If you like the look of chain mail but don't care to dress like you're waging war for Charlemagne, Ecoist's collection of pull tab products might be right up your alley. Take, for example, their Leda handbag, funky enough to tote around town yet metallic enough to defend yourself in a Viking raid. (Disclaimer: You probably shouldn't try to use this as a shield, against sword attacks or anything else.) The interior is lined with fabric, so you don't have to worry about slicing up your hand every time you reach into this thing, and Ecoist says it's handmade by a Brazilian women's cooperative. $125 with free shipping.

Bernie Madoff iPad case

Does it count as upcycling if the original product wasn't really trash to begin with? Honestly I'd rather own a pair of Bernie Madoff's pants than an iPad case made out of them (they'd last longer too, considering that Apple doesn't redesign your legs every year) but that doesn't stop Garment District-based "rescued fabric" iPad case designer Frederick James from offering "The Bernie Madoff Collection," made from authentic Ponzi schemer pants acquired at a police auction. Pictured here is the "Ralph Lauren Polo Blue Khaki Pants" model, which will set you back $350. Needless to say, this collection is very much limited edition (a line made from his sweaters has already sold out), and each piece is completely one-of-a-kind. Gothamist reports that the fabric was all thoroughly cleaned before these were made, in case you were worried about getting a convicted felon's ass all over your electronics.

Upcycled candelabra

In case you still had any doubts that "upcycling" is really more of a buzzword people use to try and push old shit for lots of money, just search "upcycled" on Etsy and see what's for sale. Take, for example, this candelabra, which "has been given new life with brick red paint and distressed for added vintage charm." Get that? The seller actually took time to make it look older than it is, which wouldn't be that weird in this day and age if it wasn't already being sold as some kind of repurposed treasure. The seller describes this piece as "counrty chic" (sic), but it "Fit's into many decorating styles" (also sic). It's about $40 on Etsy plus $12 shipping, or less than $10 at your local flea market.
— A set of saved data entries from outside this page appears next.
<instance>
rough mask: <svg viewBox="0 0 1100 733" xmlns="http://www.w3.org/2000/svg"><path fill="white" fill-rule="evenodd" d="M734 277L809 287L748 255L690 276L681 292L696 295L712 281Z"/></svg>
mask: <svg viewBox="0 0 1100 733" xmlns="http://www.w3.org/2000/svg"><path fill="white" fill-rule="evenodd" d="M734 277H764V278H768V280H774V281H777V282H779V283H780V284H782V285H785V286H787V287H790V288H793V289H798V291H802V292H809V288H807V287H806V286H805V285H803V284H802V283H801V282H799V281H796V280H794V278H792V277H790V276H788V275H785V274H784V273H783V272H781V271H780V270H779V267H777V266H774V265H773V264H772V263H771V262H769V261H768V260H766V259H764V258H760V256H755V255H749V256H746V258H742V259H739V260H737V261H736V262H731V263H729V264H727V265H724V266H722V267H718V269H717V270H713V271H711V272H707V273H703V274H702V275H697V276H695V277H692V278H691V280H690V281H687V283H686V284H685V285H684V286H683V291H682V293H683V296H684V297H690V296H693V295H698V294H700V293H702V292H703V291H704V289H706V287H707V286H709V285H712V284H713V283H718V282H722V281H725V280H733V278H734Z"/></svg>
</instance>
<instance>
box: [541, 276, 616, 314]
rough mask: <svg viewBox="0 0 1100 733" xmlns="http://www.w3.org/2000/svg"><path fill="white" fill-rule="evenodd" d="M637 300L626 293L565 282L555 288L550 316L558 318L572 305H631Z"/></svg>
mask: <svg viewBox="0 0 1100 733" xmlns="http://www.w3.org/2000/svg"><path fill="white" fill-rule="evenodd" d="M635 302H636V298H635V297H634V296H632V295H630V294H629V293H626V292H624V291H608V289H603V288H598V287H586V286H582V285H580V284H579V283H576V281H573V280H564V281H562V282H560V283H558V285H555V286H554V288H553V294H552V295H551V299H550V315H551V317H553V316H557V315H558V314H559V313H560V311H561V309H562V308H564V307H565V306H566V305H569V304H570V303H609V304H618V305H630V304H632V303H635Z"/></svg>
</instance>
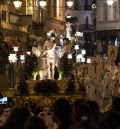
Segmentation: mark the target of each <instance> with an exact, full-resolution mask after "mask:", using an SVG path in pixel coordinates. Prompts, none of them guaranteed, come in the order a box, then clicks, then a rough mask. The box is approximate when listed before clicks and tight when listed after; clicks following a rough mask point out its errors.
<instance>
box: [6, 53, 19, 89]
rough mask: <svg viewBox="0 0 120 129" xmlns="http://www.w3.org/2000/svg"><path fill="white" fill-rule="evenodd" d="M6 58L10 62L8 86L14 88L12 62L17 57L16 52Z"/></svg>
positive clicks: (14, 81) (13, 79) (13, 80)
mask: <svg viewBox="0 0 120 129" xmlns="http://www.w3.org/2000/svg"><path fill="white" fill-rule="evenodd" d="M8 60H9V62H10V64H11V65H10V66H11V67H10V86H11V88H14V84H15V78H14V63H16V62H17V60H18V58H17V55H16V54H10V55H9V56H8Z"/></svg>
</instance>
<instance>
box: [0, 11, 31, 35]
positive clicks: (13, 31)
mask: <svg viewBox="0 0 120 129" xmlns="http://www.w3.org/2000/svg"><path fill="white" fill-rule="evenodd" d="M1 25H2V28H3V31H6V30H7V31H12V32H15V33H19V32H23V33H29V30H28V26H31V25H32V15H21V14H16V13H11V12H6V11H3V12H2V20H1Z"/></svg>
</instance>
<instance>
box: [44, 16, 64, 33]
mask: <svg viewBox="0 0 120 129" xmlns="http://www.w3.org/2000/svg"><path fill="white" fill-rule="evenodd" d="M64 28H65V21H61V20H58V19H55V18H52V17H49V18H47V21H46V27H45V30H46V31H48V30H50V29H56V30H57V31H58V33H59V32H61V31H64Z"/></svg>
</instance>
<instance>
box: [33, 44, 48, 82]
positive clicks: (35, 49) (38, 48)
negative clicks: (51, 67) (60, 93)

Cashmere upcycled sweater dress

Perfect for your Bride of Frankenstein Halloween costume is this horrifying mélange, also from Etsy. The Brighton, England-based seller deserves some props for making this "subtle but sexy" (but actually neither of these) piece by hand, though I'm not 100% sure it counts as "upcycling" if you turn clothes into more clothes. Joking aside, this is actually probably as insanely warm and comfortable as you'd expect worn cashmere to be, if you happen to be in the market for a more form-fitting and out-there replacement for your Slanket.